There is no doubt that malignant pleural mesothelioma (MPM) needs better
non-invasive and accurate prognostication (the ability to predict medical
outcomes of a treatment or disease) for several reasons, including but
not limited to the following: a median survival of 12 months with first
line therapy; a median survival of 24 months when treated in a multimodal
approach; a
staging system currently undergoing a major update, not to mention the diffuse
nature of the disease and its variable biology.

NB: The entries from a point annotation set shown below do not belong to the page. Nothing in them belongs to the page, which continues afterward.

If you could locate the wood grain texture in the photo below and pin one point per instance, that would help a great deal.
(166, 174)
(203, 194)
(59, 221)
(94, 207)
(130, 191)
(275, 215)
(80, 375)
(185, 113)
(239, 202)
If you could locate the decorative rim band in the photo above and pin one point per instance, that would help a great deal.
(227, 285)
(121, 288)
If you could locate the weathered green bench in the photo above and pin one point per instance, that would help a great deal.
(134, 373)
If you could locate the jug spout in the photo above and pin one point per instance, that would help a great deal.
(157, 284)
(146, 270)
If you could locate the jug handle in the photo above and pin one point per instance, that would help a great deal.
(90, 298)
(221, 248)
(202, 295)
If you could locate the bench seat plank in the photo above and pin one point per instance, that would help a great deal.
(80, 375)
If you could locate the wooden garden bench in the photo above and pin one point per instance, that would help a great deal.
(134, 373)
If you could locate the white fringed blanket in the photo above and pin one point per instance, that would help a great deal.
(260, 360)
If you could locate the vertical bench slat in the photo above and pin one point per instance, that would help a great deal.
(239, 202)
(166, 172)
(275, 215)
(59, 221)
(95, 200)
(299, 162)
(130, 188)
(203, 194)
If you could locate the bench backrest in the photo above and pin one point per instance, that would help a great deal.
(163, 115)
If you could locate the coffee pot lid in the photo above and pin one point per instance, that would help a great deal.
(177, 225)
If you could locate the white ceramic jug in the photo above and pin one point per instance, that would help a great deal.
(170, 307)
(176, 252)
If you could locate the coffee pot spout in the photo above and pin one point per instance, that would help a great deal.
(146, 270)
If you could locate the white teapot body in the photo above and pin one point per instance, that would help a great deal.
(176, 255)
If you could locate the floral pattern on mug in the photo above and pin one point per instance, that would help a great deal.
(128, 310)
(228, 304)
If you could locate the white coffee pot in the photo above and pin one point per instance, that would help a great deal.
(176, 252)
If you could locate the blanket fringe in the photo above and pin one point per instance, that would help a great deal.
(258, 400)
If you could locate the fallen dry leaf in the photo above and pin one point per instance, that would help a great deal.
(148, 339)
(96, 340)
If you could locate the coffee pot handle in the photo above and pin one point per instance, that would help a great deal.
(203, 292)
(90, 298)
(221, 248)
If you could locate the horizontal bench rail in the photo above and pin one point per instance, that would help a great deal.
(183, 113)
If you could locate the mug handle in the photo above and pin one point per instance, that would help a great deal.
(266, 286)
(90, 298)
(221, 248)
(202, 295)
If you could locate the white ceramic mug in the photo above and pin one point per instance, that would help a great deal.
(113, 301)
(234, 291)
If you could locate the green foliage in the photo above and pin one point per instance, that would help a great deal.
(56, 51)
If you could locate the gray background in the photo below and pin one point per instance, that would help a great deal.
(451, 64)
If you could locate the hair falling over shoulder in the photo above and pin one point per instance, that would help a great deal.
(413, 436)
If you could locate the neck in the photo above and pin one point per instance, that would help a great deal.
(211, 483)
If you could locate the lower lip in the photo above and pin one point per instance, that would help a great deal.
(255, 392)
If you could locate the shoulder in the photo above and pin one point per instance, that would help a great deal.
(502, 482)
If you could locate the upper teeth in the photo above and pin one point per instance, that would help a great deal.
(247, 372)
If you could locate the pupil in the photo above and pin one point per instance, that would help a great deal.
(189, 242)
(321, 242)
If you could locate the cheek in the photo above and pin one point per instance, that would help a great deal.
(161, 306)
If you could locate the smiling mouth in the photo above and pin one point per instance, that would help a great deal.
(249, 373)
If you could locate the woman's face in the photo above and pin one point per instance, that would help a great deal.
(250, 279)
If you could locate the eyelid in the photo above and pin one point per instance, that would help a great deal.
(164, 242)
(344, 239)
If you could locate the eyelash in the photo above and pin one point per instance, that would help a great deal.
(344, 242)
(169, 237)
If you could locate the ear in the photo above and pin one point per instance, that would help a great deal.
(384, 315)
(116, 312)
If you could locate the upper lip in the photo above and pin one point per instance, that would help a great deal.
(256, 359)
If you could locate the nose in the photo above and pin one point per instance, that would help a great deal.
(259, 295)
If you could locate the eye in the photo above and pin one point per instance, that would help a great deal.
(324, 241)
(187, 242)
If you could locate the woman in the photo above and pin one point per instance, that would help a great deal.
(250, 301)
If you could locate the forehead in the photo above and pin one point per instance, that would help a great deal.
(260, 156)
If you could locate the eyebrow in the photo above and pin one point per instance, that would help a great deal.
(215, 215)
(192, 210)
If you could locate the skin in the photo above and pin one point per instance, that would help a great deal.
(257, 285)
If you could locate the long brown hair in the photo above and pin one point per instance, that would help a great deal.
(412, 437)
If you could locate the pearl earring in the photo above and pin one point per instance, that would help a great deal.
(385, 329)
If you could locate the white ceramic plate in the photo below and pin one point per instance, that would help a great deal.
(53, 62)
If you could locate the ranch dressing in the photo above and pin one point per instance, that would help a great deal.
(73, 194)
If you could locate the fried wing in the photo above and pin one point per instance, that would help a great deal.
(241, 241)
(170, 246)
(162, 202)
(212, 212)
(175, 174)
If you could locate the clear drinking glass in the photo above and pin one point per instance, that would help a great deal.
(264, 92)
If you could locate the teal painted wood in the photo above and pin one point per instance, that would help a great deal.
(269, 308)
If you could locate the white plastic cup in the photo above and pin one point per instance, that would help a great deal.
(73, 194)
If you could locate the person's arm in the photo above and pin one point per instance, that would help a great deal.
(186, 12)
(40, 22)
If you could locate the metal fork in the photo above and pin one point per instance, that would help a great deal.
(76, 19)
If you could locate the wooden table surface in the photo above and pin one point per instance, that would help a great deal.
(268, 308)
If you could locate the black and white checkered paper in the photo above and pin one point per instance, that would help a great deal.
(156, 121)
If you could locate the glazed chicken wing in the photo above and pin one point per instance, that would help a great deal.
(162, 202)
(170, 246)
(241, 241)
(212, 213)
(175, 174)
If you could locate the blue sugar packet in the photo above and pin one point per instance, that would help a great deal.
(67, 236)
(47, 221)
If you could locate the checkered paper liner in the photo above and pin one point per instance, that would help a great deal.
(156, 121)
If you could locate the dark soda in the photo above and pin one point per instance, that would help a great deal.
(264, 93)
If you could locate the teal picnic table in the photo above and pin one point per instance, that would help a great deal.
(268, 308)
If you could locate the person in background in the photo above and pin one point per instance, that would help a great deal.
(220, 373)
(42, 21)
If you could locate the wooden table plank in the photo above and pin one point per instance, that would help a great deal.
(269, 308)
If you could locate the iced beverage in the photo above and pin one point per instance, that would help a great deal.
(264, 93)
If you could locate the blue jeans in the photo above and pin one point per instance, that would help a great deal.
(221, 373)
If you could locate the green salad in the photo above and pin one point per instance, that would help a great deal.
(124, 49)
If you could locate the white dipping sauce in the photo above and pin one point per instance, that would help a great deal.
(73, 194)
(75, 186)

Better prognostication in MPM would mean the ability to better differentiate
among patients, hopefully at the time of
diagnosis. For patients with a poor prognostic, either palliative therapy or no
therapy may be appropriate. If prognostic factors indicate that long term
survival is possible, aggressive treatment or novel protocols would be
justified.
Typically, prognostication in MPM has been approached by studying many
variables, usually one at a time and at many centers, all with limited
numbers of patients. This is approach is problematic because prognostication
cannot function in a vacuum and the majority of these findings remain
unsubstantiated in other MPM populations. For example, Although MPM patients
tend to be older individuals who are frequently functionally impaired
and may have difficulty with aggressive therapy, there is still a significant
number of MPM patients with a favorable biology in a multimodal approach,
who benefit from intense therapy.
Such variables that can be studied can be purely clinical, such as patient
demographics that are frequently combined with standard laboratory values
including white blood cell count or platelet count. Other scientists have
focused on radiologic parameters by examining CT and
PET scans.
Some of the most advanced research being accomplished today uses a molecular
pathologic approach, by studying genomics, microRNA, epigenetics or proteomics
in order to define single or combinations of candidate prognostic biomarkers
from tissue or blood. The future of prognostic biomarkers in MPM will
most likely involve a multi-institutional consortium of centers which
will harvest tissue, blood and other specimens in a protocol using the
same standard operating procedures in order to minimize extraneous differences
which could lead to false positive results.
As new research platforms develop, it will be crucial to make sure that
an ongoing registry which incorporates solid demographics as well as documentation
of specimen archiving be available to the mesothelioma community. At this
time the National Mesothelioma Virtual Tissue Bank fulfills that role
in the United States, and is adding new sites to ensure that substances
and tissues for MPM prognostication will be available for continuing research.